20 of 21 people found the following review helpful
Still Gets Under My Skin,
This review is from: The War of the Worlds (Paperback)I read this at the tender age of 11, and it terrified me. In a pop culture where aliens have big eyes and abduct people, the original tale of alien invasion couldn't be more unique. Wells wrote this at the end of the 19th Century. Many see it as a sharp metaphor about British colonialism, something Wells touchs upon overtly in the first chapter. It's a story open to interpretation, but it works best as a gut-wrenchingly dark sci-fi story that's distinctly different to common perceptions of the genre.
The plot is simple, yet brutal.
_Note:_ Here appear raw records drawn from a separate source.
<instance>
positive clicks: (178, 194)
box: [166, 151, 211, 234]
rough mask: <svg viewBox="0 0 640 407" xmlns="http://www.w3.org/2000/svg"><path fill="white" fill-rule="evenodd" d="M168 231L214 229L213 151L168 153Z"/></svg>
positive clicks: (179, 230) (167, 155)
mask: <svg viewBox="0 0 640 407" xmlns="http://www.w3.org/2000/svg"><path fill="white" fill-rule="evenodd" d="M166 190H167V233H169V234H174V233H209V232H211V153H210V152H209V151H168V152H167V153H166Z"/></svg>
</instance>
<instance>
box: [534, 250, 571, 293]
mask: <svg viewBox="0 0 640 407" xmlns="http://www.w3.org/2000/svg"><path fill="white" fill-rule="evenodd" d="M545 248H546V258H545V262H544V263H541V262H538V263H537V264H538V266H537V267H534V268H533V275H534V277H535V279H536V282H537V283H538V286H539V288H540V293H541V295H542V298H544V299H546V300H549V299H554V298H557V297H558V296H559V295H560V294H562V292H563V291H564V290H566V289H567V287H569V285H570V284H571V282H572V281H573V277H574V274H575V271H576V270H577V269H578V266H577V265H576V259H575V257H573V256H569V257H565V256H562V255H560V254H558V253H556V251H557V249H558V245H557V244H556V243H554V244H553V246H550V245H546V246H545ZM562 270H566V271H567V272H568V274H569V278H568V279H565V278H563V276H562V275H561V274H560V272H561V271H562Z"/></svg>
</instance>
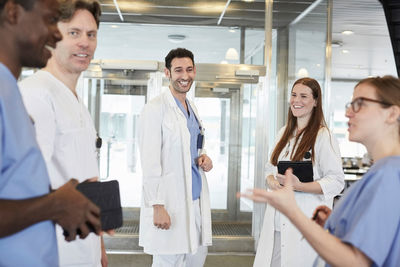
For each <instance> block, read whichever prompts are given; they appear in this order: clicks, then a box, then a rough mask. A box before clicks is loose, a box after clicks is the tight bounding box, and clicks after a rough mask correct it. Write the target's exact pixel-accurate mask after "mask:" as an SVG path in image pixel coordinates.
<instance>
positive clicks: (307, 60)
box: [288, 1, 327, 115]
mask: <svg viewBox="0 0 400 267" xmlns="http://www.w3.org/2000/svg"><path fill="white" fill-rule="evenodd" d="M326 31H327V1H322V2H321V3H320V4H319V5H318V6H317V7H315V8H314V9H313V10H312V11H311V12H310V13H308V14H307V15H306V16H304V17H303V18H302V19H301V20H300V21H299V22H297V23H296V24H294V25H293V26H291V27H290V28H289V79H288V84H289V90H288V91H289V92H288V93H290V89H291V88H292V85H293V83H294V81H295V80H297V79H299V78H302V77H311V78H314V79H316V80H317V81H318V82H319V84H320V85H321V89H322V93H324V86H325V84H324V83H325V51H326ZM325 115H327V114H325Z"/></svg>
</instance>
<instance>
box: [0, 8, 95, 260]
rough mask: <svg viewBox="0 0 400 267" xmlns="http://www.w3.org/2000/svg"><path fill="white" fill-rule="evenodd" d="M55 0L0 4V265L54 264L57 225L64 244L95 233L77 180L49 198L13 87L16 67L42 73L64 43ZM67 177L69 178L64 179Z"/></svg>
mask: <svg viewBox="0 0 400 267" xmlns="http://www.w3.org/2000/svg"><path fill="white" fill-rule="evenodd" d="M58 7H59V5H58V2H57V1H56V0H0V35H1V36H2V38H1V39H0V47H1V49H0V129H1V130H0V148H1V149H0V266H2V267H14V266H33V267H47V266H48V267H53V266H58V255H57V245H56V244H57V242H56V235H55V229H54V223H57V224H59V225H61V226H62V227H63V228H65V229H66V230H68V232H69V233H70V235H69V237H68V238H67V239H68V240H73V239H75V237H76V230H77V229H80V234H79V235H80V237H81V238H85V237H86V236H87V235H88V234H89V229H88V227H87V224H91V225H92V226H93V227H94V228H95V229H96V232H98V233H99V231H100V220H99V215H100V211H99V209H98V208H97V207H96V206H95V205H94V204H93V203H91V202H90V201H89V200H88V199H87V198H85V197H84V196H83V195H82V194H81V193H79V192H78V191H77V190H76V189H75V186H76V184H77V181H76V180H71V181H69V182H66V183H65V185H63V186H61V187H60V188H59V189H57V190H56V191H54V192H52V193H50V192H49V188H50V181H49V177H48V174H47V171H46V165H45V162H44V160H43V157H42V154H41V153H40V149H39V147H38V144H37V142H36V140H35V133H34V127H33V125H32V122H31V120H30V119H29V116H28V114H27V112H26V110H25V108H24V105H23V102H22V98H21V95H20V92H19V89H18V86H17V79H18V76H19V75H20V72H21V68H22V67H23V66H26V67H35V68H41V67H44V66H45V65H46V62H47V60H48V59H49V57H50V56H51V54H50V51H49V48H50V49H51V47H55V46H56V43H57V42H58V41H60V40H61V34H60V32H59V30H58V28H57V21H58V19H59V9H58ZM68 177H71V176H68Z"/></svg>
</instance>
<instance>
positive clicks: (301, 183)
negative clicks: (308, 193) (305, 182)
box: [293, 181, 305, 192]
mask: <svg viewBox="0 0 400 267" xmlns="http://www.w3.org/2000/svg"><path fill="white" fill-rule="evenodd" d="M304 185H305V183H302V182H300V181H299V182H298V183H296V184H295V185H294V186H293V189H294V190H295V191H299V192H304Z"/></svg>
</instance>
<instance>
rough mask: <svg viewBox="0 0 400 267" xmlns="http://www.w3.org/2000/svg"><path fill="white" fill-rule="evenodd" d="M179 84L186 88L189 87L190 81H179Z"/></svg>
mask: <svg viewBox="0 0 400 267" xmlns="http://www.w3.org/2000/svg"><path fill="white" fill-rule="evenodd" d="M178 83H179V84H180V85H181V86H184V87H186V86H188V85H189V81H178Z"/></svg>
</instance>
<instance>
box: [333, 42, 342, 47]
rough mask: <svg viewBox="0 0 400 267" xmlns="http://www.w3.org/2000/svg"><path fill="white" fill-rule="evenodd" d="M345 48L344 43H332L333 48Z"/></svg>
mask: <svg viewBox="0 0 400 267" xmlns="http://www.w3.org/2000/svg"><path fill="white" fill-rule="evenodd" d="M341 46H343V43H342V42H340V41H332V48H337V47H341Z"/></svg>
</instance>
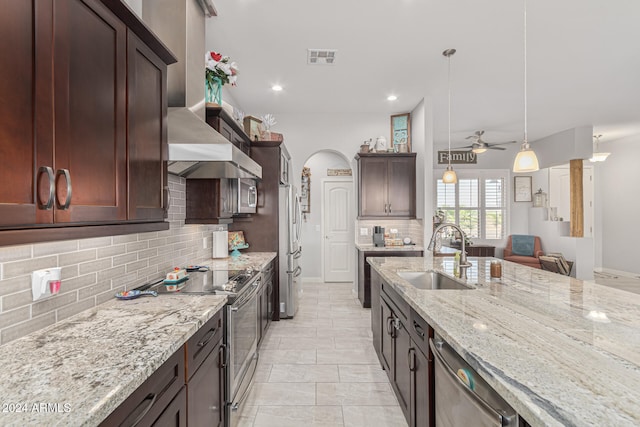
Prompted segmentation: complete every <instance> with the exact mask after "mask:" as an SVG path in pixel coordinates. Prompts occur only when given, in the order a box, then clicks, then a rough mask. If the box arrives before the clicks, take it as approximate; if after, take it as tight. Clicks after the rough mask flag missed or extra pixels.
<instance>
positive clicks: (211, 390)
mask: <svg viewBox="0 0 640 427" xmlns="http://www.w3.org/2000/svg"><path fill="white" fill-rule="evenodd" d="M222 353H223V351H222V340H219V341H218V342H217V343H216V344H215V346H214V348H213V350H212V351H211V353H209V355H208V356H207V358H206V359H205V360H204V362H202V365H200V367H199V368H198V370H197V371H196V372H195V373H194V374H193V376H192V377H191V378H190V379H189V382H188V383H187V414H188V420H189V425H190V426H210V427H218V426H222V425H223V423H224V392H223V385H224V376H223V370H222V367H223V362H224V359H223V357H224V356H223V354H222Z"/></svg>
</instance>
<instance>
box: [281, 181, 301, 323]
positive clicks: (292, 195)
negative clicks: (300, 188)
mask: <svg viewBox="0 0 640 427" xmlns="http://www.w3.org/2000/svg"><path fill="white" fill-rule="evenodd" d="M279 200H280V206H279V230H280V236H279V241H280V243H279V244H280V250H279V253H278V257H279V260H280V261H279V262H280V319H287V318H292V317H293V316H295V314H296V311H297V310H298V300H299V299H300V292H301V289H300V274H301V273H302V268H300V266H299V265H298V260H299V259H300V256H301V255H302V245H301V244H300V238H301V233H302V210H301V207H300V199H299V197H298V191H297V189H296V187H295V186H293V185H289V184H287V185H281V186H280V197H279Z"/></svg>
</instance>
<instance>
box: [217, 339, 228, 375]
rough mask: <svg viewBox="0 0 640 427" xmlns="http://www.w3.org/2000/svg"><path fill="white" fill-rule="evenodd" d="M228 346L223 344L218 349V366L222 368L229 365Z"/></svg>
mask: <svg viewBox="0 0 640 427" xmlns="http://www.w3.org/2000/svg"><path fill="white" fill-rule="evenodd" d="M226 350H227V346H226V345H224V344H222V345H221V346H220V349H219V350H218V361H219V362H218V367H219V368H220V369H223V368H226V367H227V351H226Z"/></svg>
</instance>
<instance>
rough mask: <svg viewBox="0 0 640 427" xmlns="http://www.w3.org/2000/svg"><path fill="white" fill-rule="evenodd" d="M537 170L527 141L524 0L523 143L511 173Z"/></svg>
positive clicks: (526, 64)
mask: <svg viewBox="0 0 640 427" xmlns="http://www.w3.org/2000/svg"><path fill="white" fill-rule="evenodd" d="M538 169H540V166H539V165H538V157H536V153H534V152H533V150H532V149H531V146H530V145H529V141H528V140H527V0H524V141H523V142H522V147H520V151H519V152H518V154H517V155H516V159H515V161H514V162H513V171H514V172H535V171H537V170H538Z"/></svg>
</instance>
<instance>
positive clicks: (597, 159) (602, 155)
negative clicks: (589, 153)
mask: <svg viewBox="0 0 640 427" xmlns="http://www.w3.org/2000/svg"><path fill="white" fill-rule="evenodd" d="M609 154H611V153H593V154H592V155H591V158H590V159H589V161H590V162H592V163H594V162H604V161H605V160H607V157H609Z"/></svg>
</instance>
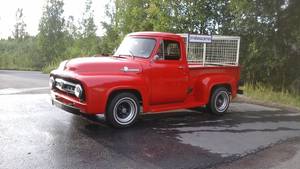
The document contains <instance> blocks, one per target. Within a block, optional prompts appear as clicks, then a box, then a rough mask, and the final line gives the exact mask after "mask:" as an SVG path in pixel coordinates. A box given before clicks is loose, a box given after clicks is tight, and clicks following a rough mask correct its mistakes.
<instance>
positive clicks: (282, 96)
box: [244, 84, 300, 108]
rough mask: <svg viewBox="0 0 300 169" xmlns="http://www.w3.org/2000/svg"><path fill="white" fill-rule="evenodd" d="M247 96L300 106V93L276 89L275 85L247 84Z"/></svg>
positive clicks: (259, 99) (295, 105)
mask: <svg viewBox="0 0 300 169" xmlns="http://www.w3.org/2000/svg"><path fill="white" fill-rule="evenodd" d="M244 93H245V96H248V97H250V98H252V99H254V100H258V101H263V102H267V103H277V104H279V105H287V106H293V107H297V108H300V95H299V94H293V93H290V92H288V91H275V90H274V88H273V87H271V86H267V85H262V84H257V85H252V84H245V86H244Z"/></svg>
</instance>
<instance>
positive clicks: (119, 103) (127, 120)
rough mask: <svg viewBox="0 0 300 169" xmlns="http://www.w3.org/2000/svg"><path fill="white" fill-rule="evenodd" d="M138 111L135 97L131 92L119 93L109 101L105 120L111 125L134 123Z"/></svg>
mask: <svg viewBox="0 0 300 169" xmlns="http://www.w3.org/2000/svg"><path fill="white" fill-rule="evenodd" d="M139 112H140V105H139V101H138V99H137V97H136V96H135V95H134V94H132V93H120V94H117V95H115V96H114V97H113V98H112V100H111V101H110V102H109V105H108V107H107V112H106V121H107V122H108V123H109V124H111V125H112V126H113V127H117V128H123V127H128V126H131V125H132V124H134V123H135V122H136V120H137V118H138V115H139Z"/></svg>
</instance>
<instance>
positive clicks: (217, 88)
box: [206, 87, 230, 115]
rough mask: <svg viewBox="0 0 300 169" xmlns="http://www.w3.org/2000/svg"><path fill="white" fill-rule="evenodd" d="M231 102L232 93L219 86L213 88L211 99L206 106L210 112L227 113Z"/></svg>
mask: <svg viewBox="0 0 300 169" xmlns="http://www.w3.org/2000/svg"><path fill="white" fill-rule="evenodd" d="M229 103H230V94H229V91H228V90H227V89H226V88H225V87H218V88H216V89H215V90H213V92H212V95H211V97H210V101H209V103H208V105H207V106H206V109H207V111H208V112H210V113H212V114H215V115H223V114H224V113H226V111H227V109H228V107H229Z"/></svg>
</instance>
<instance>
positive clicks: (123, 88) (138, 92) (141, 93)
mask: <svg viewBox="0 0 300 169" xmlns="http://www.w3.org/2000/svg"><path fill="white" fill-rule="evenodd" d="M119 93H132V94H134V95H135V96H136V97H137V98H138V99H139V101H140V105H141V106H144V103H145V99H144V98H145V97H143V95H142V92H141V91H140V90H139V89H135V88H130V87H124V88H116V89H112V90H110V91H109V92H108V93H107V97H106V98H107V100H106V104H105V105H106V108H105V109H107V107H108V105H109V103H110V101H111V100H112V99H113V98H114V97H115V96H116V95H117V94H119Z"/></svg>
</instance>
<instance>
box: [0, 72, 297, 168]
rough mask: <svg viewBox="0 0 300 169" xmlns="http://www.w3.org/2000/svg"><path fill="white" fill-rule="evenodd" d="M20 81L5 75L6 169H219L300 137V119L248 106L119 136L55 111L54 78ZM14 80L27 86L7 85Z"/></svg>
mask: <svg viewBox="0 0 300 169" xmlns="http://www.w3.org/2000/svg"><path fill="white" fill-rule="evenodd" d="M14 73H15V74H18V72H14ZM14 73H11V74H9V75H7V72H4V73H3V71H2V72H1V71H0V80H1V81H0V82H1V83H0V168H1V169H6V168H7V169H11V168H215V167H218V166H220V165H223V164H226V163H231V162H232V161H235V160H239V159H241V158H243V157H246V156H249V155H252V154H255V153H257V152H260V151H261V150H265V149H268V148H269V147H273V146H274V145H277V144H279V143H283V142H285V141H286V140H289V139H292V138H297V137H299V136H300V113H299V112H297V111H292V110H286V109H284V108H272V107H266V106H259V105H253V104H248V103H233V104H232V105H231V107H230V109H229V112H228V113H227V114H226V115H225V116H222V117H214V116H211V115H209V114H206V113H200V112H193V111H189V110H180V111H175V112H169V113H165V114H160V115H145V116H142V117H141V119H140V120H139V121H138V123H137V124H136V125H135V126H133V127H131V128H127V129H113V128H110V127H109V126H107V125H106V124H105V123H104V118H103V117H102V116H98V117H82V116H76V115H73V114H70V113H67V112H64V111H62V110H60V109H58V108H56V107H53V106H52V105H51V104H50V96H49V94H48V91H47V90H46V89H42V90H40V89H38V88H43V87H46V85H47V77H48V76H47V75H42V74H39V73H37V72H34V73H33V74H34V75H33V76H34V77H37V78H36V79H35V78H31V77H30V76H31V75H30V73H28V74H27V73H25V74H26V75H22V76H20V78H21V79H19V76H15V75H12V74H14ZM23 73H24V72H22V74H23ZM35 73H37V74H35ZM3 74H4V75H3ZM18 75H19V74H18ZM8 76H12V77H13V78H15V79H17V81H18V82H22V80H23V82H22V84H12V85H11V86H13V87H11V86H7V84H6V85H3V84H4V83H6V82H7V80H8V79H5V77H8ZM24 77H26V78H24ZM8 81H10V83H14V81H13V80H11V79H9V80H8ZM27 81H28V84H29V85H28V86H27ZM33 84H35V85H36V86H32V85H33ZM28 89H32V90H29V91H28ZM12 91H17V92H12Z"/></svg>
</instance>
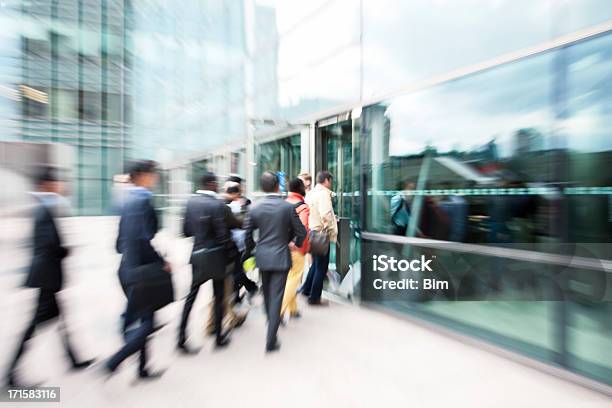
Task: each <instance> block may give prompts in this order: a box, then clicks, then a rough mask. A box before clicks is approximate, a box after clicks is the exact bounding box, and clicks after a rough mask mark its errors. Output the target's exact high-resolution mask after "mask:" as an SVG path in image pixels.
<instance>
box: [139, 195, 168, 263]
mask: <svg viewBox="0 0 612 408" xmlns="http://www.w3.org/2000/svg"><path fill="white" fill-rule="evenodd" d="M144 214H145V223H146V228H145V229H144V234H145V236H144V239H145V241H146V242H147V243H148V245H149V248H150V251H151V256H152V257H153V258H157V259H158V260H159V261H161V262H164V263H166V262H165V260H164V257H163V256H161V255H160V254H159V252H157V251H156V250H155V248H154V247H153V244H152V242H151V240H152V239H153V238H155V234H157V229H158V227H159V224H158V222H157V213H156V212H155V208H153V203H152V202H151V199H147V200H145V202H144Z"/></svg>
With their home planet becoming increasingly inhospitable, the Martians fire cylinders at the Earth. These land around London- capital of the world's greatest super-power. The un-wary locals investigate, and the cylinders open to reveal writhing, tentacled aliens. Wells orchestrates the ensuing violence brilliantly, depicting their cool, calculating destruction of humanity and the enslavement of mankind. There are moments of epic battle, moments of personal survival, and moments of claustrophobic horror.
I won't say more, because it will simply ruin the novel. It probably won't affect you as badly as it does me, but my mental scars have engrained themselves in my brain. This won't stop you enjoying one the most influential and captivated science fiction novels ever written.
Many people know the Orson Wells radio adaptation. Others know the Jeff Wayne musical adaptation. A lot will remember the 1950s film that runs very loosely to the original. Most of you will have now seen Spielberg's excellent cinematic update. However, all of these incarnations have lost that bit of magic Wells weaves into his story-telling. That it was written without any prior influence or any previous template may be why The War of the Worlds is one of the most distinctive and impacting pieces of literature I've ever read.